When I graduated high school, someone, very wisely, rather than giving me “10 Steps to a Successful Life,” or “The Future is Yours Graduate,” they gave me a little, tacky looking book by a guy named A.W. Tozer. The book: The Knowledge of the Holy. It turned my life upside down, and I have yet to recover from topsy-turviness. I have come to grips with the fact that holding to the historic, biblical, heroic Christian truths will make my viewpoints seem cockeyed to this world. Tozer, unlike most in his generation, was unwilling to have a mere mental ascendency to truth; he was concerned with the human being experiencing the majesty and glory of the thrice-holy God.
In my perusal through Tozer’s works, I found an obscure but precious book of his, which is a collection of the editorials he wrote for the “Alliance Weekly” magazine. It is entitled: Born After Midnight. In the very first chapter, there is an incredibly striking line that must be embedded within our understanding. Tozer says: “Yet for all God’s good will toward us, He is unable to grant us our heart’s desires, until all our desires have been reduced to one.”

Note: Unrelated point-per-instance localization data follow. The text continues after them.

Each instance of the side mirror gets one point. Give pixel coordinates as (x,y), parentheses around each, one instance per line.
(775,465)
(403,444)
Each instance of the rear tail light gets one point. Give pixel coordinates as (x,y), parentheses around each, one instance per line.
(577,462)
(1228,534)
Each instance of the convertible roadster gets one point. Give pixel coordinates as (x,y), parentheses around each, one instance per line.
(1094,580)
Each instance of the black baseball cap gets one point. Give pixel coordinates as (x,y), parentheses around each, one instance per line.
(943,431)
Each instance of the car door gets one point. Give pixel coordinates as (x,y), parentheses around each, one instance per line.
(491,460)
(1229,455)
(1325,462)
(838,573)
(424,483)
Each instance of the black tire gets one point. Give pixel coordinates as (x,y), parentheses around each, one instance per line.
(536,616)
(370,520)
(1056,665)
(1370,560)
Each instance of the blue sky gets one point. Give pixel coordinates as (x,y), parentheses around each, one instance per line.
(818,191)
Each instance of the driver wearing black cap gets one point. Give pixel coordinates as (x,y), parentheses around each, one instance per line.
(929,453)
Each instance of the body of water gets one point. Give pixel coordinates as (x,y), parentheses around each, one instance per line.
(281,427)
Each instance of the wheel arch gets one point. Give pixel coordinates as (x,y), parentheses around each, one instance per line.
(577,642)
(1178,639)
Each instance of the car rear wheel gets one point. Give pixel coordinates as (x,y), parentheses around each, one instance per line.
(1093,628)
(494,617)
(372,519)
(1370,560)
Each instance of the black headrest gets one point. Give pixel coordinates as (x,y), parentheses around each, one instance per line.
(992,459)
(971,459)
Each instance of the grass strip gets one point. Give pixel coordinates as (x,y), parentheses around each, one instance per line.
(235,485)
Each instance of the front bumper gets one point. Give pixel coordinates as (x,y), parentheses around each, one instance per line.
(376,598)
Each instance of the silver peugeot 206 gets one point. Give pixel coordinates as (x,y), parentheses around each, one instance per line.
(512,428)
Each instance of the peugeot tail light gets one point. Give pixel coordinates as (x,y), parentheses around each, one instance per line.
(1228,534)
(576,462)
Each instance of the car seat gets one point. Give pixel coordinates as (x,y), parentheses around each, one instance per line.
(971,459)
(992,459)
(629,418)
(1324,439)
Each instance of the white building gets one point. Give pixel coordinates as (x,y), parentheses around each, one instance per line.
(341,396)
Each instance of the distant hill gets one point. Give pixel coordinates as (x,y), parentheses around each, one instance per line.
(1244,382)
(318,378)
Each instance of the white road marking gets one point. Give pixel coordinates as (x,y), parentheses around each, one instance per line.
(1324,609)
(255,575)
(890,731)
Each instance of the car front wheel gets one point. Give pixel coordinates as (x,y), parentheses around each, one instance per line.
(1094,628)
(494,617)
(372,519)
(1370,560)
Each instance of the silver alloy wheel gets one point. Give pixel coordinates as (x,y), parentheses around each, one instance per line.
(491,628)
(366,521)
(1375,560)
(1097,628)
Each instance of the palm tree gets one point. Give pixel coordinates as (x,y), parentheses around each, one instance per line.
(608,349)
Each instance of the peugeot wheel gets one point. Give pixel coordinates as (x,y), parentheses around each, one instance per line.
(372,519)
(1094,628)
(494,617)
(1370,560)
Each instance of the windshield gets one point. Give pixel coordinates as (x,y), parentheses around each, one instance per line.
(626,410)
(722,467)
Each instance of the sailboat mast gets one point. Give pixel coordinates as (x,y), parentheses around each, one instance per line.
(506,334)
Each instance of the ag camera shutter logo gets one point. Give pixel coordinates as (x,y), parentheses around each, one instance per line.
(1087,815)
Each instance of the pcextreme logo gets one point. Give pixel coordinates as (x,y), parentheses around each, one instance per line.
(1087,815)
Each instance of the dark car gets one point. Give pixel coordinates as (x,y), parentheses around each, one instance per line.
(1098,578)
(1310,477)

Oh the foolishness of our heart! We want all the benefits of God’s goodness, mercy and love; however, we want it on our terms, and we want it to still coddle our fleshly cravings. But, until we remove all our idols, and recognize that Jehovah Tsidkenu is all we need, is our only hope, and He in fact is the whole reason we were made. We were made for His pleasure, and in pleasing Him, we find our pleasure. Is it not the greatest tragedy that we seek all of God’s benefits, without longing for Him, only, ever Him? It is like a husband that only wants his wife for the things she does for him, rather than wanting her, for the virtue and loveliness of who she is.
I have an ache within my soul, to see all other desires baked down into one. To say with David: “One thing have I desired of the LORD, that will I seek after [. . .] to behold the beauty of the LORD (Psalms 27:4).” One desire alone can bring final satisfaction; all other desires lead only to dissatisfaction.